Other notable donations from Bankman-Fried include hundreds of thousands of dollars to the Democratic National Committee as well as a couple of maximum individual contributions to Republicans John Boozman (R-Ark.) and John Hoeven (R-N.D.). His largest contribution, totaling over $10 million and made via Protect Our Future, went to Democrat congressional candidate Carrick Flynn, who lost his primary bid for election by significant margins. 

Furthermore, in the previous presidential election cycle, Bankman-Fried gave millions of dollars to support Joe Biden’s presidential campaign, in addition to several other Democrats. He was also vocal about his intentions to give between $100 million and $1 billion in the 2024 election. 

These major donations to Democrats appear to have come at the expense of the investors from whom Bankman-Fried stole. Details revealed about the inner workings of FTX indicate that Bankman-Fried abused customer assets to take out large loans and engage in poor trading practices.

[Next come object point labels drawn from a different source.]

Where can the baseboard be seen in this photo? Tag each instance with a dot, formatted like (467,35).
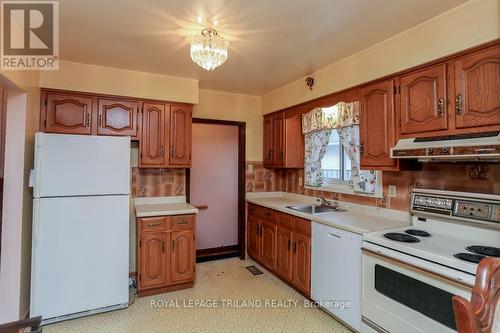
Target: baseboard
(217,253)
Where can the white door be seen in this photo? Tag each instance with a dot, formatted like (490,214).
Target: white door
(73,165)
(80,254)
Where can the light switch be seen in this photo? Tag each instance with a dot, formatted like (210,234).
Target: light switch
(392,191)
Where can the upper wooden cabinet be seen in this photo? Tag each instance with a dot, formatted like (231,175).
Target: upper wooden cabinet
(377,126)
(423,100)
(477,89)
(163,128)
(117,117)
(283,141)
(67,114)
(180,135)
(153,140)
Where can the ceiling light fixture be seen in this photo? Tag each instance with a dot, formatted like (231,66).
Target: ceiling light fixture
(209,50)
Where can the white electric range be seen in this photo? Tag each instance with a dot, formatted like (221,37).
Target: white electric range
(410,274)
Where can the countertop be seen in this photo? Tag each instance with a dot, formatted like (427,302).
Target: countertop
(357,218)
(163,206)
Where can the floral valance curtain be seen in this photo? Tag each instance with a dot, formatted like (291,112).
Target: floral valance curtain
(317,126)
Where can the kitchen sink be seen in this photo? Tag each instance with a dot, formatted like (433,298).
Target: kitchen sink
(315,209)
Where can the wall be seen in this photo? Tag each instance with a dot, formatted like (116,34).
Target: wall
(235,107)
(22,119)
(480,178)
(114,81)
(470,24)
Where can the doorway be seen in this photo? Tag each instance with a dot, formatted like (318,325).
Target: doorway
(216,186)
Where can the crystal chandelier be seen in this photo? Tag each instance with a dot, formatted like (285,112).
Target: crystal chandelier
(209,50)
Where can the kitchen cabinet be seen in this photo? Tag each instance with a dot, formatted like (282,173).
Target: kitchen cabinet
(153,140)
(477,89)
(180,135)
(67,113)
(283,141)
(117,117)
(423,100)
(377,126)
(268,243)
(163,129)
(166,253)
(153,260)
(281,243)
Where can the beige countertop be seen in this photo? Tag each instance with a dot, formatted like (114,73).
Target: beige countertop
(359,219)
(163,206)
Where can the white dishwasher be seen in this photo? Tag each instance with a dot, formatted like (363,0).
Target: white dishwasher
(336,272)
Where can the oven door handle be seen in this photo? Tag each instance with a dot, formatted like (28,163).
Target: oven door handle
(402,263)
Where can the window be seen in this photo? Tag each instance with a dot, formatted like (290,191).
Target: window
(335,165)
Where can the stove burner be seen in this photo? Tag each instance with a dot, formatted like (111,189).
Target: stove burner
(470,257)
(402,237)
(484,250)
(416,232)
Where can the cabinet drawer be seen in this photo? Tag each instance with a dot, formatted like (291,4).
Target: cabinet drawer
(153,224)
(182,221)
(303,226)
(286,221)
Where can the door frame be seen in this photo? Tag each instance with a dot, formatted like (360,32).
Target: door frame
(241,180)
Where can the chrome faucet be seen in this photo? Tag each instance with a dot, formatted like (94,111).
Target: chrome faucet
(327,203)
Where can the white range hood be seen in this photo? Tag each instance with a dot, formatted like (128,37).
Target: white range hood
(462,147)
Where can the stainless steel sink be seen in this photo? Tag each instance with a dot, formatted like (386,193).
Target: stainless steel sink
(315,209)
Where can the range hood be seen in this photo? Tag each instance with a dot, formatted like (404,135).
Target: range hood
(461,147)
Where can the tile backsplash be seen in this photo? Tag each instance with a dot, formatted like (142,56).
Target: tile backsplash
(158,182)
(482,178)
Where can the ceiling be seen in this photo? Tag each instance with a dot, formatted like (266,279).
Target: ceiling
(272,42)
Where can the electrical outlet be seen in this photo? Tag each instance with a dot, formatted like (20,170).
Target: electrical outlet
(392,191)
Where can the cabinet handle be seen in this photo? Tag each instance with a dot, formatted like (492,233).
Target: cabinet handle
(441,107)
(458,104)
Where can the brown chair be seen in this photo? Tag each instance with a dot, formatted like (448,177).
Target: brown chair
(477,315)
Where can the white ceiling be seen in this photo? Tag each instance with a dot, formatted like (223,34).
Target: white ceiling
(273,42)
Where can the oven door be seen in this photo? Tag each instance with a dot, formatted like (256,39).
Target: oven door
(401,298)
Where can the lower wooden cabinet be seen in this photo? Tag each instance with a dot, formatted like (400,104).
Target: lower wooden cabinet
(281,243)
(166,253)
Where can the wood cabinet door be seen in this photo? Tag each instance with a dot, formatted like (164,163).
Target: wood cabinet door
(302,262)
(268,140)
(68,114)
(423,100)
(153,260)
(279,139)
(253,237)
(180,135)
(377,126)
(477,89)
(268,244)
(182,256)
(152,147)
(117,117)
(285,255)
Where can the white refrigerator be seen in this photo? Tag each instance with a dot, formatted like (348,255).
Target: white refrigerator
(80,237)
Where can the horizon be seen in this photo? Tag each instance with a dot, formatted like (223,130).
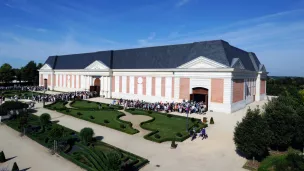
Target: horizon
(34,30)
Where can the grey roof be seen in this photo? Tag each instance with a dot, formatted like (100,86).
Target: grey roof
(170,56)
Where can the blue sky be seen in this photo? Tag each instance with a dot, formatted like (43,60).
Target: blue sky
(36,29)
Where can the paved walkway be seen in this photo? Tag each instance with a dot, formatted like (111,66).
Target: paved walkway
(29,154)
(217,153)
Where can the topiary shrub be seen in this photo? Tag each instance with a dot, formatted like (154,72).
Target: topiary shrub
(179,134)
(173,145)
(205,119)
(15,167)
(2,157)
(46,140)
(86,135)
(211,120)
(157,136)
(122,126)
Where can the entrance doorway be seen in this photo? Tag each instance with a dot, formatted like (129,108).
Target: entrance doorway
(45,83)
(200,94)
(96,87)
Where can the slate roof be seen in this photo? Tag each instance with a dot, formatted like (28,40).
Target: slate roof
(159,57)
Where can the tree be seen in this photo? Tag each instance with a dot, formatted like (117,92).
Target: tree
(280,116)
(45,119)
(299,130)
(252,135)
(15,167)
(6,73)
(86,135)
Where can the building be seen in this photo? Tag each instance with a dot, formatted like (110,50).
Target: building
(226,78)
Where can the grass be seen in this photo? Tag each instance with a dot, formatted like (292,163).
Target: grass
(82,104)
(87,157)
(105,117)
(166,127)
(270,161)
(12,93)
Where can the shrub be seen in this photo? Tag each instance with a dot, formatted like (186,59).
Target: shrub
(254,145)
(205,119)
(123,126)
(211,120)
(157,136)
(2,157)
(15,167)
(46,140)
(179,134)
(86,135)
(45,119)
(173,145)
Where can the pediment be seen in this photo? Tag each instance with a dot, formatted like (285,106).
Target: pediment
(96,65)
(202,62)
(237,63)
(46,67)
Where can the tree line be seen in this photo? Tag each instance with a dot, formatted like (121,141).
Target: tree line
(278,126)
(29,73)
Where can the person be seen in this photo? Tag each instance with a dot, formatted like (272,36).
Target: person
(203,133)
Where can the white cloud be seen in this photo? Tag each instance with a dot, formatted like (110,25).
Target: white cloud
(182,2)
(32,29)
(146,41)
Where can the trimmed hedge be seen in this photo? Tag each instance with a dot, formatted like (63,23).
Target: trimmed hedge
(154,131)
(2,157)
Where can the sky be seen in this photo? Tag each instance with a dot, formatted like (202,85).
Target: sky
(36,29)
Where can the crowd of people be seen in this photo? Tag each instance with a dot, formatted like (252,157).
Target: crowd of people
(181,107)
(23,88)
(65,96)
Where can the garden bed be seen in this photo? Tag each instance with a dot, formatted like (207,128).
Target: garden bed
(105,117)
(167,127)
(88,157)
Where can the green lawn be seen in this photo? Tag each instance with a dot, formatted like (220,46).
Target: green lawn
(270,161)
(106,117)
(91,158)
(12,93)
(167,127)
(82,104)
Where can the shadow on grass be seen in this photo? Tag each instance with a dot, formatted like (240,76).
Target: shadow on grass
(25,169)
(99,138)
(8,159)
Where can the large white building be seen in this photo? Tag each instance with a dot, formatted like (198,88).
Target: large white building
(224,77)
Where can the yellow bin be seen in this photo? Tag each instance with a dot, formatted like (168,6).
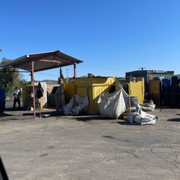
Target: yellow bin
(91,87)
(136,88)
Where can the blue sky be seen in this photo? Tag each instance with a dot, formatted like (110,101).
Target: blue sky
(111,36)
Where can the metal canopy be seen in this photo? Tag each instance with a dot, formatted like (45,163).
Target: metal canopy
(43,61)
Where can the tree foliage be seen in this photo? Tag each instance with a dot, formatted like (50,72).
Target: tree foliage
(9,78)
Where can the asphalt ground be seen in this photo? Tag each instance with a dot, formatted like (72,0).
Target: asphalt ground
(89,147)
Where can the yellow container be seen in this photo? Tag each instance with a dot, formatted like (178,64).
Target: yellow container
(136,88)
(154,87)
(91,87)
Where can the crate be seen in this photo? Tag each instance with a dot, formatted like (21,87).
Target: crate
(91,87)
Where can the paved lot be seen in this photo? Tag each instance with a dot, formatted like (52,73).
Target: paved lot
(90,147)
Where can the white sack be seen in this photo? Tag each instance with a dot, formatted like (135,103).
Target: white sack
(76,105)
(112,105)
(142,118)
(149,106)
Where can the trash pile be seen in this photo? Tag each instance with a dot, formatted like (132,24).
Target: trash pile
(76,105)
(115,104)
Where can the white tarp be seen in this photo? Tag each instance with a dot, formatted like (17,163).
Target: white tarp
(112,105)
(76,105)
(141,117)
(149,106)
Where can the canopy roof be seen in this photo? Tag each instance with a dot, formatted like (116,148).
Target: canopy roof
(43,61)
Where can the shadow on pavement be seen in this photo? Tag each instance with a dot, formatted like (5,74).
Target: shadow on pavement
(174,120)
(90,118)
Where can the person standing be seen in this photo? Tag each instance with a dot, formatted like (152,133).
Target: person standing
(16,94)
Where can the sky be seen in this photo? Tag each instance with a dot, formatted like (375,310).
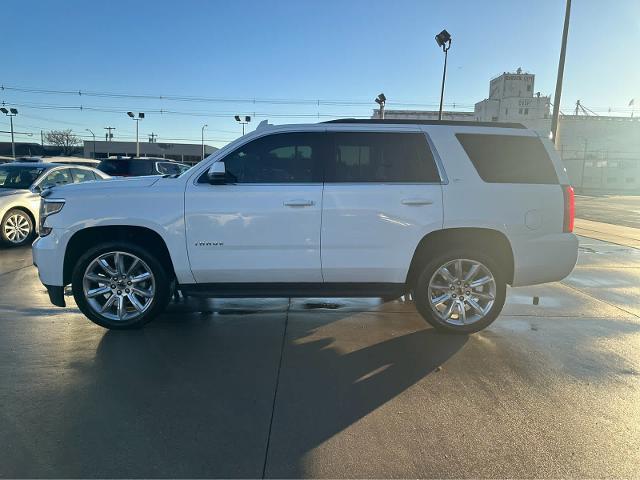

To make matters worse, Bankman-Fried had no apparent intention of stopping his fraudulent practices. In a podcast, he declared that he would donate up to a billion dollars in the 2024 presidential campaign. If FTX had not collapsed, Bankman-Fried would presumably have used his fraudulent practice to supply hundreds of millions of dollars more to the Democratic Party in the upcoming presidential election. For now, there are many Democrats with close monetary ties to the disgraced FTX head, and it is still unclear how the situation will continue to unravel.